En todo caso, durante seis meses, este hombre, Ivan Gartner, nos llevó víveres, y cuando nuestra situación en el bosque resultó demasiado peligrosa, nos llevó a su casa, a su pajar, debajo del cual, no faltaría más, estaba alojado un destacamento de la caballería húngara. Y yo, a los seis años, fui capaz de guardar silencio durante dos meses, estando a unos metros de su amenazadora presencias. Un descuido, una tos, un estornudo, un lloriqueo, y se acabó.
A principios de noviembre fuimos liberados por el Ejército Rojo. El soldado ruso. ¡Cuánto esperábamos su llegada! ¡Qué alegría cuando por fin llegó! Siempre he querido verle al margen del régimen monstruoso al que tuvo que servir. Pobre y miserable tanto en la guerra como en la paz; sencillo, generoso, sentimental. Fue sostenido en el campo de batalla por amor a la Madre Rusia (no por fidelidad al comunismo), así como por el cancionero y la tradición poética de su tierra (no se ha prestado la suficiente atención al papel de la poesía en la moral del Ejército Rojo). Héroe de Stalingrado y del asalto final a Berlín, carne de cañón, maltrecho, sometido a enormes privaciones y abusos por parte de sus propios líderes, el soldado ruso fue extraordinariamente valeroso, temible, de una determinación y ferocidad inauditas, cualidades sin las cuales seguramente no hubiera llegado al Reichstag. Pero también fue salvaje, bárbaro, aterrador, borracho, descontrolado, y se dedicó al pillaje y al saqueo de los territorios conquistados, y violó como el que más a las mujeres, y hasta fue asesino, entre cuyas víctimas se cuentan mi tía y mi prima recién liberadas.

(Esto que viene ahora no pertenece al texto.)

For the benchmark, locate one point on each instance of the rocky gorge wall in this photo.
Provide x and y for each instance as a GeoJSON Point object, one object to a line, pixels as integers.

Yo lo recuerdo de buen humor, tocando la concertina, entonando canciones que incluso hoy me siguen gustando. Recuerdo la generosidad de un capitán en los primeros días de nuestra libertad. Me veo en el aula escolar con las adustas imágenes de Lenin y Stalin, ante cuyos retratos recitábamos diariamente el catecismo comunista. Recuerdo las películas de los juegos florales, las celebraciones del primero de mayo y se apodera de mí una leve nostalgia: el agradecimiento y la admiración desplazan por un momento a la decepción, el dolor y la rabia.
Los rusos nos liberaron pero no nos trajeron la libertad. El sistema que aportaron tuvo por objetivo aniquilar toda individualidad, sofocar cualquier independencia de criterio, evitar la libre asociación. En su actuación durante la guerra hay mucho que admirar y agradecer, mucho que comprender y perdonar. Pero también queda bastante que condenar. En cuanto a mí, personalmente, mi condena va no sólo contra la tiranía, el terror y la explotación que impusieron a millones de seres humanos, sino también contra una dolorosa, inhumana privación: la de no dejarnos volver en persona a expresar nuestro agradecimiento a Iván Gartner. Esa fue para mí la suprema crueldad. Cincuenta años después, por fin, pude arrodillarme ante su tumba.
Señas de identidad
Nací en 1937 en los Cárpatos, a la sazón Checoslovaquia. Mis padres se sentían húngaros, aunque preferían la administración checa. En casa hablábamos magiar y con los campesinos el ruteno, y también se oía de vez en cuando el yiddish. Después de la liberación asistí durante unas semanas a clases de ruso y luego casi dos años a una escuela checa (eran los años 1946-48, cuando aun había esperanzas de unas Checoslovaquia y Hungría libres, independientes). Cuando emigramos a Chile aprendí un poco de hebreo. El húngaro lo manejo con el vocabulario de un chico de quince años. Del ruso entiendo muchísimo menos, pero como el francés, es uno de los idiomas ideales a los que aspiro, sabiendo que nunca llegaré a dominarlos. Del checo no recuerdo nada.
Mi relación con el húngaro es curiosa; a pesar de ser mi idioma nativo y familiar y el que sigo utilizando de vez en cuando, no he tenido en él ninguna formación escolar ni tampoco el más mínimo contacto social fuera del ámbito doméstico. La primera vez que utilicé el idioma en territorio propiamente húngaro fue en 1975, cuando volví a la región como turista. Me sentí extraño, sin otra ligazón al pueblo que la lengua, la lengua de mis antepasados. Por esas fechas predominaba un aire hosco, melancólico. El escritor húngaro Sándor Márai escribió una vez: “No había existido, ni existía en Europa, un país más asfixiado por la soledad que Hungría”. Un idioma exótico, único, así como otros factores geopolíticos, han contribuido a la incomunicación con sus vecinos, a su soledad. Todo lo cual no impedido la extraordinaria contribución de los húngaros, la mayoría exiliados, a las artes y a las ciencias.
Al concluir la Gran Guerra, a Hungría le fue arrebatado más de la mitad de su territorio, que fue repartido entre Austria, Checoslovaquia, Rumania y Yugoslavia. De 1918 a 1938, los húngaros de los Cárpatos fuimos ciudadanos checoslovacos. Fueron años dorados gracias al primer presidente de la república, Tomas Garrigue Masaryk, cuyo nombre llevo porque mi padre lo admiraba como el que más y su muerte coincidió con mi nacimiento.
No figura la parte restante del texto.